Sunday, October 5, 2008

What’s Hot and What’s Not as the Credit Bubble Bursts

The collapse of the credit bubble will reshape the United States’ economic landscape. Here’s a quick rundown of some of the things that are on the way up — and on the way down.


Tourism. It costs less than ever for foreigners to spend a week or two visiting the United States.

World travel. If you only have U.S. dollars to spend, it will be hard to visit most countries.

Fitness. People are taking more responsibility for keeping themselves healthy, knowing that if they fail, there may be nowhere to turn.

Health care. Prices for drugs, surgery, and even diagnostic tests are rising so quickly that soon they will be mostly beyond the reach of most potential medical consumers — and beyond the scope of most health coverage.

D.I.Y. When all else fails, if you want something done, you still have the option of doing it yourself.

Financial arrangements.
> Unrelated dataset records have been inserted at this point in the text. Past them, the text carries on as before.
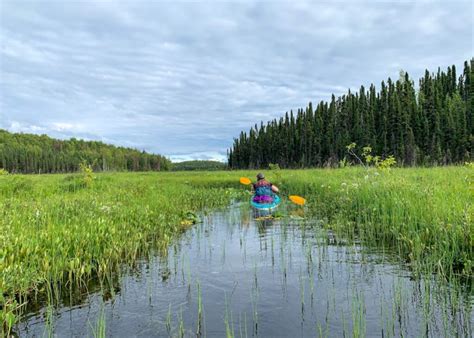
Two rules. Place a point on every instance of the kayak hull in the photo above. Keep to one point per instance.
(265, 209)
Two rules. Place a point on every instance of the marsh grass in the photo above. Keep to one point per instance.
(58, 233)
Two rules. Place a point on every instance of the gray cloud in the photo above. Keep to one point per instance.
(184, 78)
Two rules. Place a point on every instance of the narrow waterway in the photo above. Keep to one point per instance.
(232, 275)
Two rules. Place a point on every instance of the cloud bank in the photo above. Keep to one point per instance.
(183, 78)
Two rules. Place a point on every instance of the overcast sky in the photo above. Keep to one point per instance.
(184, 78)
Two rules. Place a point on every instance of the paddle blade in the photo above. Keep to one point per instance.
(245, 180)
(297, 199)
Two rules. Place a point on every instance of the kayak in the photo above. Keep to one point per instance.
(262, 209)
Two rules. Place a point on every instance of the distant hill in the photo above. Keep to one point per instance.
(29, 153)
(198, 165)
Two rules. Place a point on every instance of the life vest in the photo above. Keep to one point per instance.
(263, 188)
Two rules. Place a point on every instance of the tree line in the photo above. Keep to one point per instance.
(431, 125)
(198, 165)
(28, 153)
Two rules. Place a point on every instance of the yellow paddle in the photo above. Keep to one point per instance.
(294, 198)
(245, 180)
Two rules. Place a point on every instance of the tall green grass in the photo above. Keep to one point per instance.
(58, 231)
(425, 214)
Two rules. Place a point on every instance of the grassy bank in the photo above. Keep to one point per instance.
(60, 230)
(425, 214)
(57, 231)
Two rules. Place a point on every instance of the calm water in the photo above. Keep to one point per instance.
(281, 278)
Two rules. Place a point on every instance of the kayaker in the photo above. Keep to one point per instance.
(264, 190)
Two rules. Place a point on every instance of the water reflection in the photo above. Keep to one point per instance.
(232, 275)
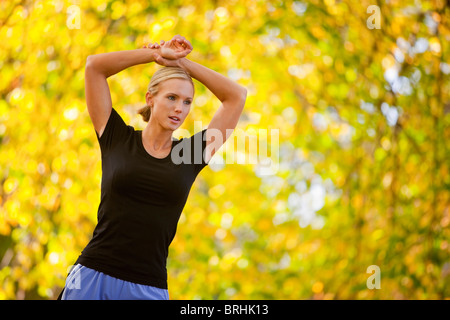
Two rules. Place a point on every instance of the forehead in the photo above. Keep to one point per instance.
(180, 87)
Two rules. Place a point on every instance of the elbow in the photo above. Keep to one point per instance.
(243, 96)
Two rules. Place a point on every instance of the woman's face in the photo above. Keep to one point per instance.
(173, 100)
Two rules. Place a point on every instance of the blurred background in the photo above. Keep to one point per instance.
(360, 97)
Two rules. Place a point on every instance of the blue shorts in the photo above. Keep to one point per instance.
(83, 283)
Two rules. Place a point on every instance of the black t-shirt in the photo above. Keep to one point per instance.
(142, 198)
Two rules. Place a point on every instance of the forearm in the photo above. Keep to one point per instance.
(222, 87)
(111, 63)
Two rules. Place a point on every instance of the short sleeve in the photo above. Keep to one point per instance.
(115, 132)
(198, 145)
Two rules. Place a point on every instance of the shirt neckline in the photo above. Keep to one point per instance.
(141, 145)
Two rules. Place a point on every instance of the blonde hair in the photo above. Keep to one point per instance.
(161, 75)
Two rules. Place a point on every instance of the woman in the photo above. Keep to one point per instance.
(146, 175)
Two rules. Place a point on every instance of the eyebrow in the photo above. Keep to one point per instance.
(174, 94)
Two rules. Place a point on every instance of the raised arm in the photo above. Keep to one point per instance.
(98, 68)
(231, 94)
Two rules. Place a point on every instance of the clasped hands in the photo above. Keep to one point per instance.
(168, 53)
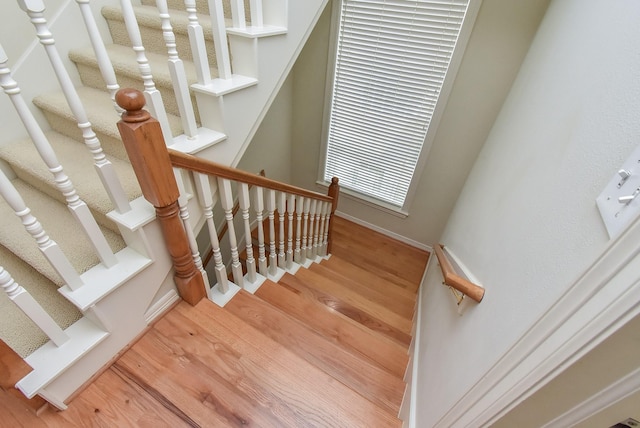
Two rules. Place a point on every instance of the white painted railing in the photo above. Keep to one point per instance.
(32, 308)
(298, 212)
(104, 63)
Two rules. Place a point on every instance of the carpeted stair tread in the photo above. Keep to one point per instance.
(16, 329)
(124, 63)
(399, 305)
(98, 105)
(202, 6)
(334, 326)
(150, 27)
(78, 165)
(58, 223)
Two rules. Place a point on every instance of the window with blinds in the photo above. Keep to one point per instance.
(391, 61)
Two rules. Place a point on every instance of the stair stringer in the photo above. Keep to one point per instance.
(124, 314)
(239, 113)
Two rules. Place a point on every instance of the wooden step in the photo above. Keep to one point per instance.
(397, 304)
(378, 386)
(383, 256)
(371, 280)
(369, 321)
(339, 329)
(375, 310)
(220, 371)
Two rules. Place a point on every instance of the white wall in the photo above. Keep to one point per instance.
(526, 223)
(270, 148)
(498, 43)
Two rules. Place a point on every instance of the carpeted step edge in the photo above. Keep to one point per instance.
(16, 329)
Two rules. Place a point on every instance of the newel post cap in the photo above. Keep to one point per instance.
(132, 101)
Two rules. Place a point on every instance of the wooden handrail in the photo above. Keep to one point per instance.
(225, 226)
(192, 163)
(452, 279)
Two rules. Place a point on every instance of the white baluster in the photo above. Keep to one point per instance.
(325, 239)
(35, 9)
(220, 39)
(151, 93)
(312, 218)
(259, 209)
(178, 74)
(205, 196)
(48, 247)
(104, 63)
(257, 19)
(32, 308)
(291, 206)
(238, 14)
(184, 215)
(316, 232)
(77, 207)
(323, 219)
(244, 203)
(282, 202)
(198, 47)
(305, 230)
(271, 207)
(299, 205)
(226, 200)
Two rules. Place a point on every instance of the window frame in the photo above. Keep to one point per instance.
(447, 86)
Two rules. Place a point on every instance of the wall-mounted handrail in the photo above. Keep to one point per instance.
(182, 160)
(452, 279)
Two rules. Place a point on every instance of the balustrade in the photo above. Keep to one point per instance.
(47, 246)
(32, 308)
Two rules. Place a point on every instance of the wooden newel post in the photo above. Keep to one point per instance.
(334, 192)
(145, 145)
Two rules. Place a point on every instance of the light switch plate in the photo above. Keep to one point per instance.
(617, 213)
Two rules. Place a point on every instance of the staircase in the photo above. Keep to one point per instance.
(327, 346)
(106, 286)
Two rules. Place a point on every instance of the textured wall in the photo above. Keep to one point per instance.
(526, 223)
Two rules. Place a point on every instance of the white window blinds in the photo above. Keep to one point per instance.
(392, 58)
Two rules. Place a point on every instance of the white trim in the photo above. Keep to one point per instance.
(161, 306)
(463, 39)
(411, 392)
(366, 200)
(617, 391)
(385, 232)
(598, 303)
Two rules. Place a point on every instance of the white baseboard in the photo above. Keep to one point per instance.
(409, 404)
(386, 232)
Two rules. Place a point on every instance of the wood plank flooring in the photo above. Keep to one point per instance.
(324, 348)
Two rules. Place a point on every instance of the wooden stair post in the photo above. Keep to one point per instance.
(146, 148)
(334, 192)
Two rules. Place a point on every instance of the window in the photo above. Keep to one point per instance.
(391, 61)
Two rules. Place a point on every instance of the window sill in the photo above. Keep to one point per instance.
(365, 200)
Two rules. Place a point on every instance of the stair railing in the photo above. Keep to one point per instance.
(77, 206)
(46, 245)
(152, 163)
(32, 308)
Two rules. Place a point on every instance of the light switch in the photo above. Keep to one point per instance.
(619, 203)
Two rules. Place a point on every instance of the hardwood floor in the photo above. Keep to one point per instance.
(324, 348)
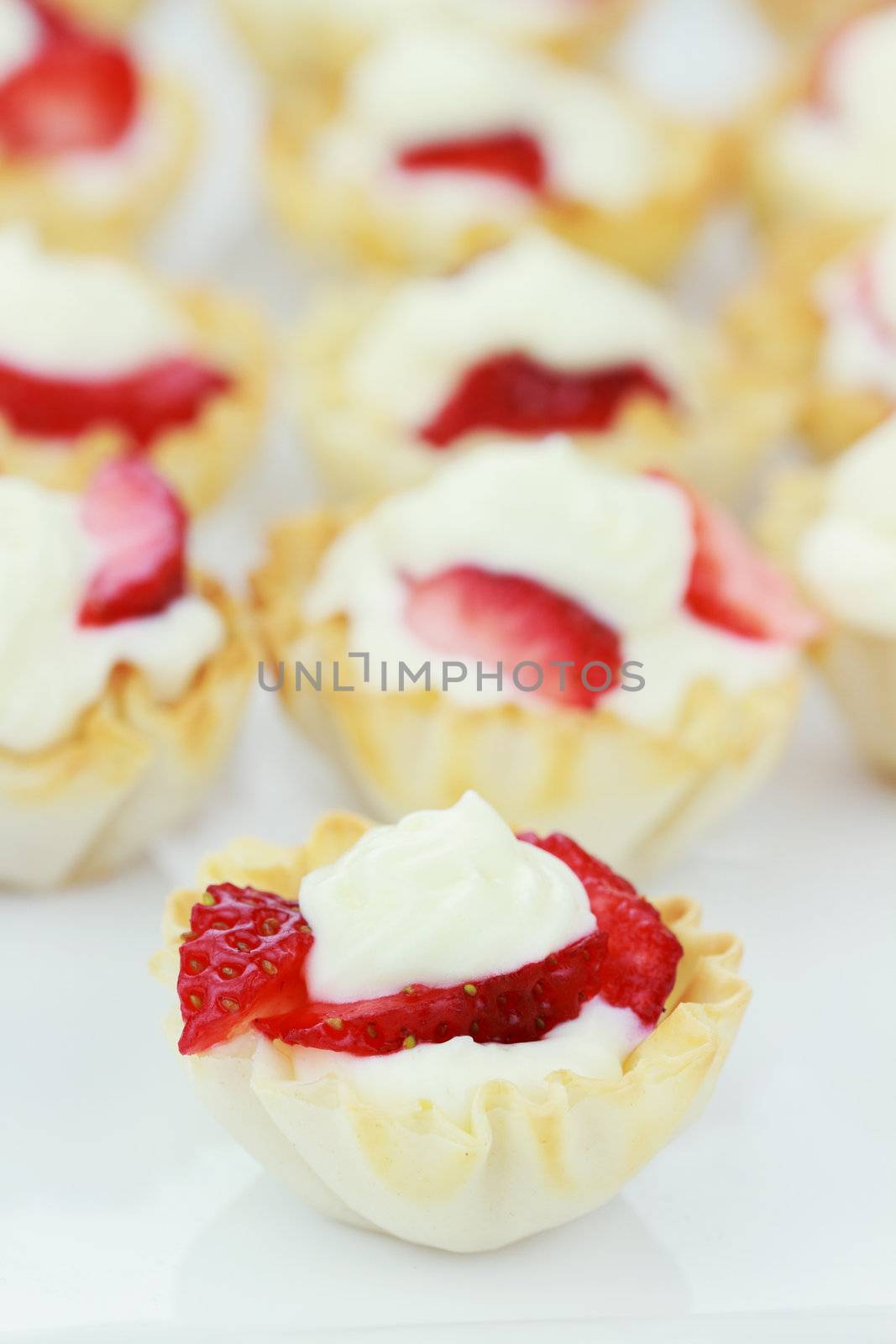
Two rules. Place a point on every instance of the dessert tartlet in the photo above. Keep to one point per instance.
(92, 148)
(394, 381)
(441, 141)
(301, 39)
(123, 676)
(443, 1032)
(593, 651)
(98, 360)
(836, 530)
(822, 148)
(824, 318)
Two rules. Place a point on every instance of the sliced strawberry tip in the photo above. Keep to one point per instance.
(76, 94)
(732, 586)
(242, 958)
(519, 1005)
(520, 396)
(513, 155)
(642, 956)
(143, 405)
(140, 528)
(506, 618)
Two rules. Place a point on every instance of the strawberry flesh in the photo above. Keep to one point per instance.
(143, 405)
(472, 613)
(140, 528)
(520, 396)
(513, 155)
(642, 956)
(519, 1005)
(242, 958)
(76, 93)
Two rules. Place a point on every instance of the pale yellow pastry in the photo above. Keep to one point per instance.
(821, 148)
(136, 326)
(465, 1144)
(123, 676)
(822, 318)
(512, 558)
(441, 143)
(391, 382)
(836, 530)
(301, 39)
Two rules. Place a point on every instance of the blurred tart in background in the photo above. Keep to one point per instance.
(392, 381)
(98, 360)
(123, 675)
(441, 141)
(441, 1030)
(590, 649)
(836, 531)
(300, 39)
(92, 147)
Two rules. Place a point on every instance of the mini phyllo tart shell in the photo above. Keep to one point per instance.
(130, 769)
(201, 460)
(36, 188)
(746, 405)
(633, 795)
(519, 1166)
(347, 222)
(857, 664)
(297, 46)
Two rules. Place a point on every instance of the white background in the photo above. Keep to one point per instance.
(127, 1214)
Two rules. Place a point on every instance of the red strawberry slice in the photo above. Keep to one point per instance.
(242, 958)
(638, 969)
(143, 405)
(734, 588)
(141, 530)
(520, 396)
(513, 155)
(473, 613)
(76, 94)
(519, 1005)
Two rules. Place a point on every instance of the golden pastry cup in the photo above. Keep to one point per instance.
(349, 222)
(859, 667)
(36, 192)
(778, 328)
(634, 796)
(297, 47)
(808, 19)
(107, 15)
(129, 770)
(746, 407)
(201, 460)
(516, 1167)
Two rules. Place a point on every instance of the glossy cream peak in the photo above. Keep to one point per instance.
(848, 557)
(73, 316)
(537, 295)
(19, 35)
(439, 900)
(51, 669)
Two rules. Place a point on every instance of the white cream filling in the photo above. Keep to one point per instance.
(618, 544)
(438, 81)
(19, 35)
(537, 295)
(439, 900)
(74, 316)
(594, 1045)
(508, 18)
(848, 557)
(846, 150)
(855, 351)
(51, 669)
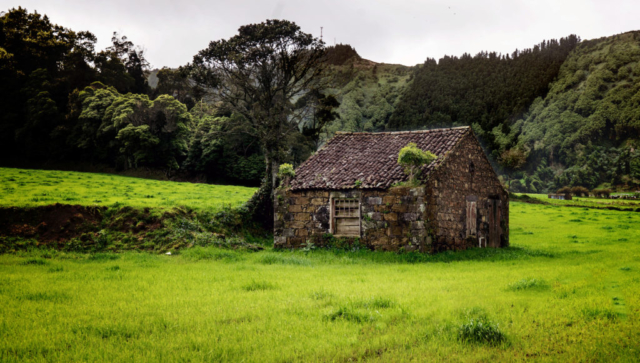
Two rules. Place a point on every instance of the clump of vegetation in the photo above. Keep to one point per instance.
(527, 284)
(286, 170)
(258, 286)
(602, 192)
(412, 158)
(580, 191)
(344, 313)
(481, 331)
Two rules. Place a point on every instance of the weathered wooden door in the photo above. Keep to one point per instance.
(495, 217)
(472, 215)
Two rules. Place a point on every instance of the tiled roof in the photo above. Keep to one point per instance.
(371, 158)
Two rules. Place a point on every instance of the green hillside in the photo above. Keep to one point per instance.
(367, 91)
(31, 188)
(570, 106)
(586, 130)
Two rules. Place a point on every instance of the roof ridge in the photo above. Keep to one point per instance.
(401, 132)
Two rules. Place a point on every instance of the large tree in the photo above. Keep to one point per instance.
(260, 73)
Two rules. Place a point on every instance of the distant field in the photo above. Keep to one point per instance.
(587, 202)
(568, 291)
(25, 188)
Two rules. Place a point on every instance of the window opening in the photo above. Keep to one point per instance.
(346, 215)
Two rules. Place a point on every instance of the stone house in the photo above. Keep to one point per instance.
(347, 190)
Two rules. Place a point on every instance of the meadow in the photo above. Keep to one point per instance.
(568, 289)
(589, 202)
(29, 188)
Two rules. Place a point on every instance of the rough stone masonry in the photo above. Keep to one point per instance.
(459, 204)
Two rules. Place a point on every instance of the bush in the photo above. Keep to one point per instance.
(580, 191)
(412, 158)
(601, 193)
(286, 170)
(482, 331)
(526, 284)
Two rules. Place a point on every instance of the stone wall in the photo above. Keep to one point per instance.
(461, 204)
(456, 183)
(391, 219)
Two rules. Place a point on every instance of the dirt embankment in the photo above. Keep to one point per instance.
(60, 222)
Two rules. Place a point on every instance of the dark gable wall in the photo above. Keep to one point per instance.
(430, 218)
(452, 186)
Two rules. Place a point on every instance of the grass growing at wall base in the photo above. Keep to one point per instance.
(560, 294)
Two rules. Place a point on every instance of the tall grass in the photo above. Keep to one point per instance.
(27, 188)
(564, 292)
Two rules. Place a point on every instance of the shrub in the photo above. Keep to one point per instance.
(347, 314)
(601, 193)
(526, 284)
(580, 191)
(286, 170)
(258, 286)
(412, 158)
(481, 331)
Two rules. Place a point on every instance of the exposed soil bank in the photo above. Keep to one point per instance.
(81, 228)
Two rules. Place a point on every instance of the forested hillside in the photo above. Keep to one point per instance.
(562, 113)
(586, 131)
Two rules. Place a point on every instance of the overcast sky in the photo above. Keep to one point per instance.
(389, 31)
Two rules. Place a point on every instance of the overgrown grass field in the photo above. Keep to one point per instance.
(28, 188)
(567, 290)
(587, 201)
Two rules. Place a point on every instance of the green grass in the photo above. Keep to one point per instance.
(28, 188)
(587, 202)
(565, 291)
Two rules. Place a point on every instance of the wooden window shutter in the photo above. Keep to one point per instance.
(346, 215)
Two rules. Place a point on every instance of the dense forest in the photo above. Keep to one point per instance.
(568, 109)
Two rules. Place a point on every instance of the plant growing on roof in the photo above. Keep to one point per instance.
(412, 158)
(285, 173)
(286, 170)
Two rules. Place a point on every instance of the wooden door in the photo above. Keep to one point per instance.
(495, 217)
(472, 215)
(346, 215)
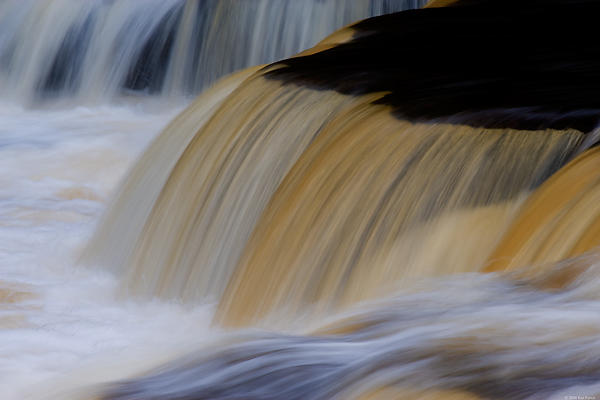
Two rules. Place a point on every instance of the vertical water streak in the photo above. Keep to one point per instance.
(97, 51)
(375, 201)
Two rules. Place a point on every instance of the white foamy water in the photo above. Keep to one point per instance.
(58, 170)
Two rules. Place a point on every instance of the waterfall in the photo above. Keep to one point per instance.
(406, 206)
(97, 50)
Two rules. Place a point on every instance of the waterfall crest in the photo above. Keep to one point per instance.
(95, 51)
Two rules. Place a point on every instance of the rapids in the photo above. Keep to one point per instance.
(296, 231)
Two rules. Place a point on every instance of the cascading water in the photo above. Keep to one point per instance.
(408, 213)
(96, 50)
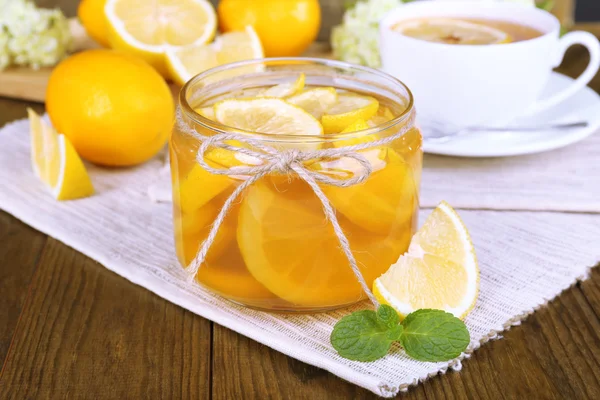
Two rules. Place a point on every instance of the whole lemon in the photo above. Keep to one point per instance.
(285, 28)
(114, 108)
(91, 15)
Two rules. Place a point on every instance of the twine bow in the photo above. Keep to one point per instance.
(284, 161)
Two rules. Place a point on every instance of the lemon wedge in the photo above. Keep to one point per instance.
(452, 31)
(206, 112)
(56, 162)
(185, 62)
(286, 89)
(439, 270)
(149, 29)
(347, 110)
(315, 101)
(271, 116)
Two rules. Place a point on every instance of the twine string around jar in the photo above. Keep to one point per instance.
(284, 161)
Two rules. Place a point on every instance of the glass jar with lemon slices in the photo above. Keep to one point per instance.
(270, 157)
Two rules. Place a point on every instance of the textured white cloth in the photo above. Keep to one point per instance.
(526, 259)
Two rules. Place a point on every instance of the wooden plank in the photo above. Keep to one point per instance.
(88, 333)
(19, 253)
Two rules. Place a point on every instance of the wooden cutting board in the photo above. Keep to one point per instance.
(30, 84)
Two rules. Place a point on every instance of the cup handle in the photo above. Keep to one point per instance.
(590, 42)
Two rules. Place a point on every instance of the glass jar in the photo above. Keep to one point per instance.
(275, 249)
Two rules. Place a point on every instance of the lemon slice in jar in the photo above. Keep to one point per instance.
(439, 270)
(348, 109)
(452, 31)
(270, 116)
(285, 89)
(386, 202)
(315, 101)
(290, 247)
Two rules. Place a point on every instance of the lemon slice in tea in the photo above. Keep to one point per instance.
(348, 109)
(271, 116)
(290, 247)
(315, 101)
(452, 31)
(439, 270)
(285, 89)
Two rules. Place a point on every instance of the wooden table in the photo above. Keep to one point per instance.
(69, 328)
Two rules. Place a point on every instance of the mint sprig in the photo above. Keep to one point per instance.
(426, 335)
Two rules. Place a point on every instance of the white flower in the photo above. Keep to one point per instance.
(356, 40)
(32, 36)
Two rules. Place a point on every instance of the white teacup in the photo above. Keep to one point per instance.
(462, 86)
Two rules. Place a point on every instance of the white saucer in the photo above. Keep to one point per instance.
(583, 106)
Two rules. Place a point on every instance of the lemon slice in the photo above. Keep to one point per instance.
(56, 162)
(315, 101)
(149, 29)
(206, 112)
(290, 248)
(439, 270)
(452, 31)
(347, 110)
(383, 115)
(286, 89)
(185, 62)
(271, 116)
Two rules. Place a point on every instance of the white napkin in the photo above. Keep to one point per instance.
(526, 259)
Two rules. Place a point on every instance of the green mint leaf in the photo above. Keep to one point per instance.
(395, 333)
(388, 316)
(434, 335)
(362, 336)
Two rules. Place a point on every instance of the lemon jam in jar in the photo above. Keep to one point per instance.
(350, 129)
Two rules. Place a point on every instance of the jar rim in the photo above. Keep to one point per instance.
(222, 128)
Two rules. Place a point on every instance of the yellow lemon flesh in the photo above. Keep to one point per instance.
(270, 116)
(56, 162)
(289, 246)
(185, 62)
(439, 270)
(148, 29)
(315, 101)
(285, 89)
(452, 31)
(348, 109)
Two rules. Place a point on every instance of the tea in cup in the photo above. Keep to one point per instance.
(472, 64)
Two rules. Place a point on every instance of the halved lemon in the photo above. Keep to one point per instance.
(185, 62)
(439, 270)
(315, 101)
(149, 29)
(271, 116)
(347, 110)
(56, 162)
(290, 247)
(452, 31)
(286, 89)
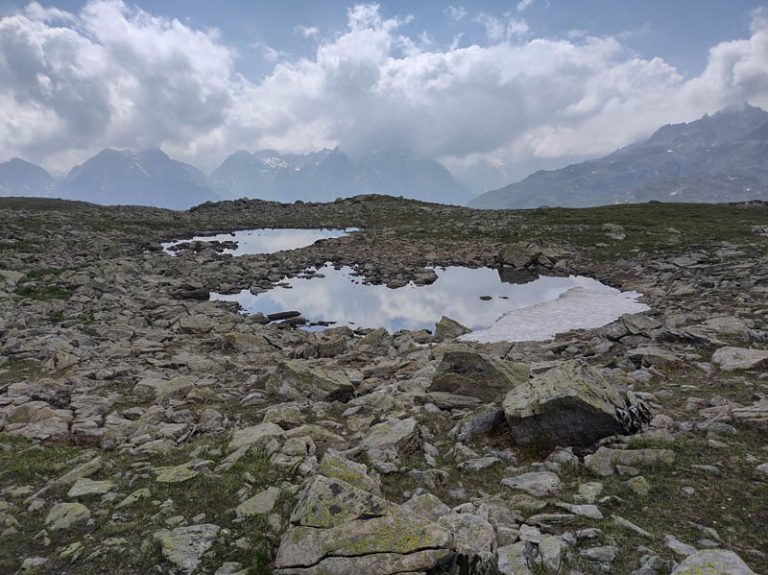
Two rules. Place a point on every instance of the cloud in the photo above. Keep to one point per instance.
(114, 75)
(308, 31)
(524, 5)
(456, 13)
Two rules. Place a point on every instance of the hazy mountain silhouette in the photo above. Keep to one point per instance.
(330, 174)
(149, 177)
(21, 178)
(717, 158)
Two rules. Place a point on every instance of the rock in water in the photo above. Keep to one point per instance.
(570, 405)
(448, 328)
(475, 375)
(713, 562)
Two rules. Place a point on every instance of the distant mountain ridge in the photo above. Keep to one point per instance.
(148, 177)
(718, 158)
(21, 178)
(329, 174)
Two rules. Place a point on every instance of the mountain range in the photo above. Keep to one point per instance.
(151, 177)
(718, 158)
(329, 174)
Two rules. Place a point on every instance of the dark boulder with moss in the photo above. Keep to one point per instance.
(571, 405)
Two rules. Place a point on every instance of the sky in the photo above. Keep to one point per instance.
(494, 90)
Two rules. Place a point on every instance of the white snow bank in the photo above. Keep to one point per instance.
(577, 308)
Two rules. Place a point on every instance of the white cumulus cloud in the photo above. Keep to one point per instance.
(114, 75)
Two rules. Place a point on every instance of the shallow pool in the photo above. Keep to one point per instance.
(264, 240)
(477, 298)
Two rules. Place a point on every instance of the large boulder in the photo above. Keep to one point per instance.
(570, 405)
(340, 529)
(298, 380)
(713, 562)
(448, 328)
(476, 375)
(735, 358)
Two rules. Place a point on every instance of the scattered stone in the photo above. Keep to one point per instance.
(570, 405)
(735, 358)
(66, 515)
(713, 562)
(87, 488)
(185, 546)
(536, 483)
(475, 375)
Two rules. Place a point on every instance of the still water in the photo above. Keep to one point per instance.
(265, 240)
(476, 298)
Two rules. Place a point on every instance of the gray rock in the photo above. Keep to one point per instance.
(536, 483)
(66, 516)
(605, 460)
(335, 465)
(86, 488)
(475, 375)
(713, 562)
(401, 435)
(255, 435)
(570, 405)
(261, 503)
(512, 560)
(736, 358)
(473, 535)
(448, 328)
(299, 380)
(185, 546)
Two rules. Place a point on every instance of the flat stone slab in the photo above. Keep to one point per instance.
(536, 483)
(735, 358)
(87, 487)
(66, 515)
(713, 562)
(185, 546)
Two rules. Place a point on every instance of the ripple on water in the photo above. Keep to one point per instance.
(478, 298)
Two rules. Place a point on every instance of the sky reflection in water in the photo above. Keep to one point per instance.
(342, 298)
(266, 240)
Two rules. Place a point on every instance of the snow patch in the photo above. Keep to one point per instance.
(577, 308)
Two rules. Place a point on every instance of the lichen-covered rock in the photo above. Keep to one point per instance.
(66, 515)
(397, 532)
(327, 502)
(448, 328)
(570, 405)
(338, 528)
(255, 435)
(87, 488)
(735, 358)
(604, 460)
(298, 380)
(476, 375)
(185, 546)
(261, 503)
(337, 466)
(713, 562)
(397, 434)
(536, 483)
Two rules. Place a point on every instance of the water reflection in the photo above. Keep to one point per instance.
(265, 240)
(342, 298)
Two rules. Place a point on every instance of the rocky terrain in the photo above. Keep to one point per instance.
(145, 429)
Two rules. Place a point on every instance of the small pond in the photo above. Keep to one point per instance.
(478, 298)
(264, 240)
Loans, insurance, and retirement savings aren’t as reliable as they used to be.

India, South America, Australia, New Zealand. Areas that largely avoided the global problems of the last five years will have a chance to take on more leadership roles.

United States, Europe, China. Closer to the center of the financial troubles, people will spend a significant part of their attention adjusting to new ways of doing things.

Food, transportation. People will make the essentials of life and work a higher priority, even as prices go up.

Climate control, clothing, furniture, equipment, haircuts, television, formal education. There is already a massive slowdown in non-essentials as businesses and consumers try to make their budgets work in a low-credit world.

Retail. When it costs more to drive, consumers make fewer visits to stores — and that means fewer impulse purchases.

Online music, movies, and games. People who don’t have extra money to spend suddenly won’t mind the hit-or-miss quality of free online entertainment.